Prejudice and much biased I’d say, how the effect delay of turning into the living dead isn’t the same for everyone. For main characters it usually takes hours (or until you finish the game) to take effect BUT for supporting characters or random people, let it be called random to those who are just there to be greeted by massive waves of hungry zombies as they make their first and only appearances. One has to wonder if it was even necessary for the voice actors of those characters to go to work that day or it’d be more practical to hire one or two people to voice all their voices. For these characters it is, regrettably, only a matter of minutes, sometimes seconds before they TURN into ghouls. “Oops, I’m bitten, but it’ll heal. I’m sure. No problem!”

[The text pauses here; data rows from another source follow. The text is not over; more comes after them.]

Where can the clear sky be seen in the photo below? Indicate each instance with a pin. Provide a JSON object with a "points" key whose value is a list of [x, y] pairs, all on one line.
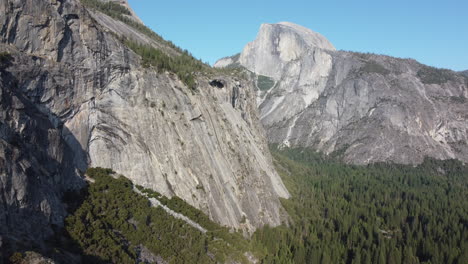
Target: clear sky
{"points": [[432, 32]]}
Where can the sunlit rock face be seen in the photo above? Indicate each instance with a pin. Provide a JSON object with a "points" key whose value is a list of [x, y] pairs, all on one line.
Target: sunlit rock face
{"points": [[73, 96], [362, 107]]}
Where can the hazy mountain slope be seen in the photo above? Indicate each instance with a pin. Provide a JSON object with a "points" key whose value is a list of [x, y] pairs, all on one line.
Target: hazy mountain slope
{"points": [[364, 107], [100, 107]]}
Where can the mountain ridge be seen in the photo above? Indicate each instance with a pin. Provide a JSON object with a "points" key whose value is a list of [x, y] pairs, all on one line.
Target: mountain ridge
{"points": [[327, 100], [102, 103]]}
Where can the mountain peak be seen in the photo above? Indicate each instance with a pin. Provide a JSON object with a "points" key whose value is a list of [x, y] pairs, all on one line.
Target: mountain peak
{"points": [[278, 45], [312, 38]]}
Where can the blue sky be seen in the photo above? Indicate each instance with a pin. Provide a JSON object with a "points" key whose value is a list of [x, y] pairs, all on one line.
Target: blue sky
{"points": [[432, 32]]}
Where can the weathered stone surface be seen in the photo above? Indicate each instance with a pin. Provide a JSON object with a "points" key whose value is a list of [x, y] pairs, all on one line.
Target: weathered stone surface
{"points": [[366, 107], [87, 101]]}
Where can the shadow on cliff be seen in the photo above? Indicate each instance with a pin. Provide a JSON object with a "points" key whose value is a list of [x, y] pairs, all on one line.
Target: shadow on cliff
{"points": [[40, 181]]}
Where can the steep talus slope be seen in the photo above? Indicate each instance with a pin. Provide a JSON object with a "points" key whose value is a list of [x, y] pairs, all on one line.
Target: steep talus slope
{"points": [[362, 107], [90, 102]]}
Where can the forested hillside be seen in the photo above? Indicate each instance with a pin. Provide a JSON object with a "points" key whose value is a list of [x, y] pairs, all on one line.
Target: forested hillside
{"points": [[382, 213]]}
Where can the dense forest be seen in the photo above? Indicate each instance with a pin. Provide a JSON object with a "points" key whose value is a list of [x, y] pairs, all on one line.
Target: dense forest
{"points": [[380, 213], [116, 224], [338, 213]]}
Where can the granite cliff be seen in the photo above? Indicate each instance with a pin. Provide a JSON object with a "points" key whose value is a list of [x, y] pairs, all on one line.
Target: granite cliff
{"points": [[363, 108], [74, 95]]}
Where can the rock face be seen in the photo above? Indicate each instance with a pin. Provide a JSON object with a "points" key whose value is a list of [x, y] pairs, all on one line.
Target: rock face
{"points": [[73, 96], [363, 107]]}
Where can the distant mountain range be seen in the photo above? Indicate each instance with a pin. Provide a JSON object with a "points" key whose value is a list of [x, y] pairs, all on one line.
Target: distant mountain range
{"points": [[360, 107]]}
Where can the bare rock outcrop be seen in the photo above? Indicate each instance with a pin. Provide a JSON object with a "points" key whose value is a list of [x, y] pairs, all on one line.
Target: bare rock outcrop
{"points": [[363, 107], [73, 95]]}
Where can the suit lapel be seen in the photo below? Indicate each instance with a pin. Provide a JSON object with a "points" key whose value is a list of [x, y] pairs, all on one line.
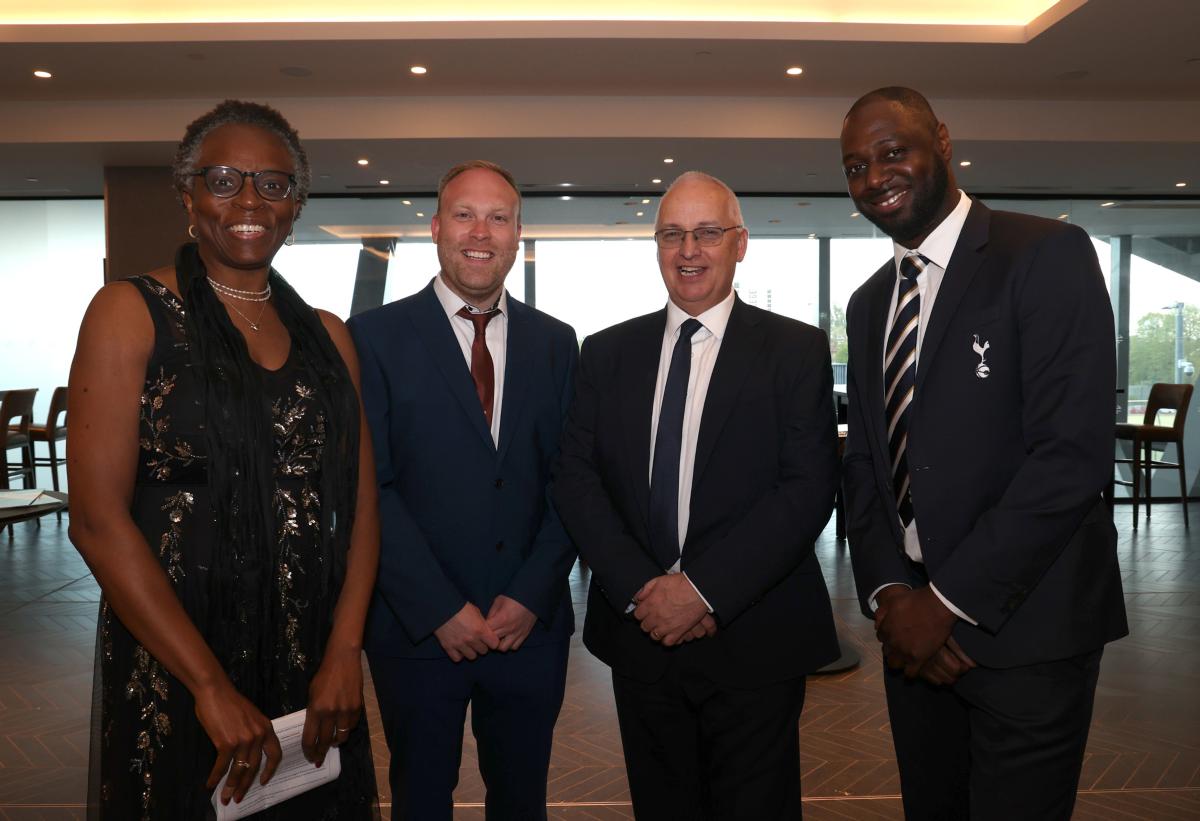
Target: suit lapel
{"points": [[640, 367], [433, 328], [743, 339], [519, 354], [969, 255]]}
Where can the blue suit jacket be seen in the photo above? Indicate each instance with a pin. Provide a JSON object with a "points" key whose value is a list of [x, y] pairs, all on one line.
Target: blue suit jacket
{"points": [[461, 519]]}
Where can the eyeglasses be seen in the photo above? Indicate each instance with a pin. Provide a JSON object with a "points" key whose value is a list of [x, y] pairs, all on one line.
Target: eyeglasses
{"points": [[226, 181], [672, 238]]}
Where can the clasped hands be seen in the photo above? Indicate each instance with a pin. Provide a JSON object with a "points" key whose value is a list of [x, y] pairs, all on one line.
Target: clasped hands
{"points": [[915, 628], [671, 611], [468, 634]]}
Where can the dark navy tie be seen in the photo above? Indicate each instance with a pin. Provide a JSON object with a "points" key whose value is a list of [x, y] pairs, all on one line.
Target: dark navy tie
{"points": [[667, 443], [900, 378]]}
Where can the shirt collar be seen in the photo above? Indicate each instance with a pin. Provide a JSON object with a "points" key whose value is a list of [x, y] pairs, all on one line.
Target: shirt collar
{"points": [[714, 319], [939, 246], [451, 301]]}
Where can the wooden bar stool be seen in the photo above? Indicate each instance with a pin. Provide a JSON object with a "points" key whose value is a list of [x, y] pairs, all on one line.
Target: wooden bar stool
{"points": [[1162, 397], [16, 418], [52, 432]]}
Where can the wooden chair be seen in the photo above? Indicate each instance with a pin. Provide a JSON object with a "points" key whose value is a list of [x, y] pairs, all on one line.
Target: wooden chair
{"points": [[1162, 397], [17, 405], [52, 432]]}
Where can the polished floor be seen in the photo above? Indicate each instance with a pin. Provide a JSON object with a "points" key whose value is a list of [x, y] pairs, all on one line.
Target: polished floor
{"points": [[1143, 754]]}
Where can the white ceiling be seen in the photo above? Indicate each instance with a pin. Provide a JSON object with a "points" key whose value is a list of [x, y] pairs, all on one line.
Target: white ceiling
{"points": [[1105, 101]]}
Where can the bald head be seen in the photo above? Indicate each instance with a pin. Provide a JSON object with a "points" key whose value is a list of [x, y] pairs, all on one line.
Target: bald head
{"points": [[691, 183], [906, 100]]}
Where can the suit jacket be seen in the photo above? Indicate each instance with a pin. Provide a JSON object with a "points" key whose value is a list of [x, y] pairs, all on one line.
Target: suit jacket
{"points": [[1007, 465], [461, 519], [762, 490]]}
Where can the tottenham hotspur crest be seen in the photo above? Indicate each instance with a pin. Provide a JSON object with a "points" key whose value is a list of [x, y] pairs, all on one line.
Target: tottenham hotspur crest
{"points": [[982, 369]]}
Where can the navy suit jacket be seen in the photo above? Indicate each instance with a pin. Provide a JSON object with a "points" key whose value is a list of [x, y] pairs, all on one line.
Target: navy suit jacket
{"points": [[461, 519], [1007, 469], [763, 481]]}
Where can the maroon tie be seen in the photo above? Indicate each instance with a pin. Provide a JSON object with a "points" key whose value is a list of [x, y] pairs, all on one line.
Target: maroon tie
{"points": [[481, 369]]}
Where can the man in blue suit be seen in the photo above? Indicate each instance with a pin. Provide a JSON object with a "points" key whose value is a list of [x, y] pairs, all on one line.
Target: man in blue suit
{"points": [[466, 391]]}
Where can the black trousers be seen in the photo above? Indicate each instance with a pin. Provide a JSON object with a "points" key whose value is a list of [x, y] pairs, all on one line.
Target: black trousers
{"points": [[514, 700], [999, 744], [696, 750]]}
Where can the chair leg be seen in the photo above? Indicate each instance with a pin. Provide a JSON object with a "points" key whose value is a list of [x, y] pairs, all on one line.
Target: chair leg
{"points": [[1183, 486], [1135, 474], [1150, 477], [54, 471]]}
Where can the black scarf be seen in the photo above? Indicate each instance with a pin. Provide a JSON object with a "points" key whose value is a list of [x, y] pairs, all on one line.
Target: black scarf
{"points": [[239, 625]]}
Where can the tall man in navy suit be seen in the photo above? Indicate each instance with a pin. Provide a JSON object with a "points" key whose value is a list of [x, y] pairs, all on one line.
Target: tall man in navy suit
{"points": [[466, 391], [697, 468], [981, 439]]}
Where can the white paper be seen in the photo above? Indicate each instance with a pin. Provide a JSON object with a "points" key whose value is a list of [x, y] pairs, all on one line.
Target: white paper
{"points": [[295, 774], [21, 498]]}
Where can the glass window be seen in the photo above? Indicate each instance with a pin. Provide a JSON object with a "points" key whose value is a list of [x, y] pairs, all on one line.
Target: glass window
{"points": [[52, 263]]}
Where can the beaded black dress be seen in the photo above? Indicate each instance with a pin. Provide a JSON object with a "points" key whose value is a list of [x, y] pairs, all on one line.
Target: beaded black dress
{"points": [[150, 755]]}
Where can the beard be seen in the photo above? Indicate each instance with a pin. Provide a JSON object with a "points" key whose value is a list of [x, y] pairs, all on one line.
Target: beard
{"points": [[927, 201]]}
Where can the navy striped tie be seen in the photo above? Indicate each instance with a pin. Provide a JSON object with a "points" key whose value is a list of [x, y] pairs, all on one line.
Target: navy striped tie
{"points": [[900, 378], [667, 444]]}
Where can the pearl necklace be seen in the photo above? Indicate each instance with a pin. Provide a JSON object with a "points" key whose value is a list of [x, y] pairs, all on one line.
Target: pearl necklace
{"points": [[253, 323], [237, 293]]}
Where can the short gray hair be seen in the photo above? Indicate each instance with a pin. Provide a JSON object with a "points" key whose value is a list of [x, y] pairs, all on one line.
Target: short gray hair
{"points": [[239, 112]]}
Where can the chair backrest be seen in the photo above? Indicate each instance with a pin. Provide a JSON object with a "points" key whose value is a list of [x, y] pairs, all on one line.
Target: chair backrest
{"points": [[1164, 396], [17, 405], [58, 407]]}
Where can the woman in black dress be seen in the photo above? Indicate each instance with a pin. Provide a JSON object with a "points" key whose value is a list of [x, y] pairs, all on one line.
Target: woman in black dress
{"points": [[222, 492]]}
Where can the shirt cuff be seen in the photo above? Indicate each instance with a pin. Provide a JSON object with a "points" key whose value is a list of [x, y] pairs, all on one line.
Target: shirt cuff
{"points": [[697, 592], [875, 605], [951, 606]]}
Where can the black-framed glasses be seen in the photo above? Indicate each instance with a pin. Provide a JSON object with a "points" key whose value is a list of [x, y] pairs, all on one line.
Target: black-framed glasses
{"points": [[672, 238], [226, 181]]}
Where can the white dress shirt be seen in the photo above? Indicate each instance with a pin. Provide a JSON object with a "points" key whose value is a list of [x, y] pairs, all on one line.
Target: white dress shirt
{"points": [[496, 336], [706, 343], [937, 249]]}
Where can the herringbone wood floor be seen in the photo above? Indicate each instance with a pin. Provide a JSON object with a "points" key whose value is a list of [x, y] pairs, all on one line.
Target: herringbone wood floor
{"points": [[1143, 754]]}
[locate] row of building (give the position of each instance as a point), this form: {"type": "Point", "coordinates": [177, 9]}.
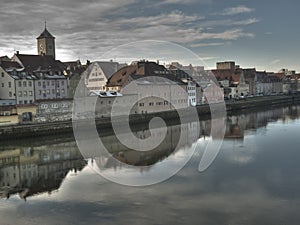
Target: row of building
{"type": "Point", "coordinates": [149, 86]}
{"type": "Point", "coordinates": [238, 82]}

Impending doom, when you realize that that trusty old time friend bandage from the first aid kit won’t help at all. Then the next minute a new undead arises and will be munching like rodents the neck of the neighbors and classmates. Not exactly a pretty sight.
Zombies are hilarious
Zombies are funny. Not that they have a sense of humor or are supposed to have one but that doesn´t matter. Once we get past all the seriousness, the clear menace they present to public possibly signifying the end of the human race as we know it, zombies can unintentionally be pretty funny. To drive the final point of this entry we contrast this strong zombie movement with its embarrassing side they hide behind their mean exteriors.
Zombies move awkwardly, behave clumsily, and can’t even do menial tasks. They’re a disaster in every way, without their teeth they’re like an old lion without its powerful teeth to strike its preys and more like a zoo kept one. Zombies are terribly uncoordinated to the point of provoking personal embarrassment. However, let this not fool you because they can – should the movie provide it – move more swiftly, almost like jogging, more like running, at speed of proud Olympics participants when least expected eventually catching up ending once and for all the rumor that zombies move slower than cars going 1k/m per hour. That´s what zombies are.
All in all, funny situations just happen in titles where zombies are present.